University of Miami Study: Hurricanes Can Trigger Earthquakes
Jan 2, 2012
The following article was published in the South Florida Sun Sentinel on January 2, 2012:
UM Study: Tropical systems can trigger earthquakes
By Ken Kaye
Florida is used to dealing with most of the effects of powerful hurricanes — blasting winds, storm surge, twister-like vortexes.
But hurricanes have another impact — they can help trigger earthquakes, according to a new University of Miami study. Although Florida is far less vulnerable because its land is stable and flat, wet tropical storms are a danger to Haiti and other regions with rugged terrain.
The study found that tropical rains can produce landslides and severe erosion in mountainous areas, moving thousands of tons of mud. That shift in weight can unclamp tectonic plates below the surface, commencing the earthquake process.
“Very wet rain events are the trigger,” said Shimon Wdowinski, the study’s lead author and an associate research professor of marine geology at UM’s Rosenstiel School of Marine and Atmospheric Science.
The 2008 storms killed more than 700 people, destroyed 22,702 homes, wiped out about 70 percent of Haiti’s crops and caused a total of more than $1 billion in damage.
The earthquake, centered about 15 miles west of the capital of Port-au-Prince, killed more than 200,000, left about 1 million people homeless and caused between $8 billion and $14 billion in damage.
Wdowinski found that in the past 50 years, three typhoons inundated Taiwan’s mountainous region. In each case, earthquakes occurred within four years and all were magnitude 5 or stronger.
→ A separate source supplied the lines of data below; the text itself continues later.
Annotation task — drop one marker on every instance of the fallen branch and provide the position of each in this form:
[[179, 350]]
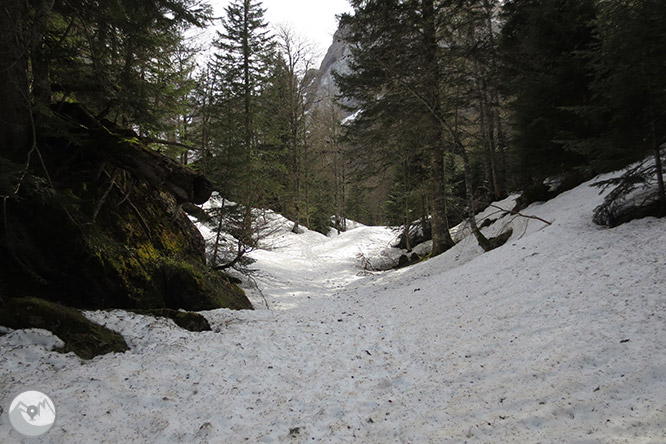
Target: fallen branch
[[526, 216]]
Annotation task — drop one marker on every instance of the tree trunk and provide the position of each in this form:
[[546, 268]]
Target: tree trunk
[[441, 238], [483, 241]]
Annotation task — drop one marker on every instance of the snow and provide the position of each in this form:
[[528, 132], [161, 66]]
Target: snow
[[556, 337]]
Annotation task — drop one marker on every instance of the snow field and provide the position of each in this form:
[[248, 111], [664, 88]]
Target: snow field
[[556, 337]]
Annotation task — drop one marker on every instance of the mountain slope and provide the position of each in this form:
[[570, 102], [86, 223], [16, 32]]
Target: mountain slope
[[558, 336]]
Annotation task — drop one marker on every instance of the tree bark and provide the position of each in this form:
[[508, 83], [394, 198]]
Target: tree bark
[[441, 238]]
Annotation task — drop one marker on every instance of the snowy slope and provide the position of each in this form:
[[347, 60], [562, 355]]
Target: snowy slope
[[557, 337]]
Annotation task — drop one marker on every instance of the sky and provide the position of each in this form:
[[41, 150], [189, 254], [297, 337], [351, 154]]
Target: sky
[[313, 20]]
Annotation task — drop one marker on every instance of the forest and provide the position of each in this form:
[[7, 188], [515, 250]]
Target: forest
[[451, 230], [116, 121], [458, 102]]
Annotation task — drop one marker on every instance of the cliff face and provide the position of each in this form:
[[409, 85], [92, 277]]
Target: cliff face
[[336, 60]]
Earthquakes occur when tectonic plates below the Earth’s surface move and slide past each other, building up underground stress and creating faults. Scientists estimate 14,000 earthquakes occur each year, or about 40 a day, of various magnitudes.
Typically, 17 or 18 major earthquakes, magnitude 7 to 7.9, occur each year. And about one magnitude 8 or higher earthquake hits once per year with the same energy as 790 nuclear bombs. Most quakes are followed by a number of aftershocks and occasionally tsunamis.
“An earthquake can occur anywhere in the world, but the chances of large earthquake are much greater where tectonic plates meet,” said Greg Durocher, of the U.S. Geological Survey Earthquake Hazards Program, in Anchorage, Alaska.
Because Florida is on the middle of a plate, the earth below is relatively stable, Wdowinski said.
Although it likely was not triggered by tropical systems, Florida did experience a minor earthquake in 1879, when plaster was knocked off the walls of homes in St. Augustine. In January 1880, Key West felt severe shock waves after two strong earthquakes were recorded in Cuba.
More commonly, the state feels minor shocks from quakes hundreds of miles away. Such was the case in September 2006, when a magnitude 6 earthquake took place in the Gulf of Mexico about 260 miles southwest of Tampa.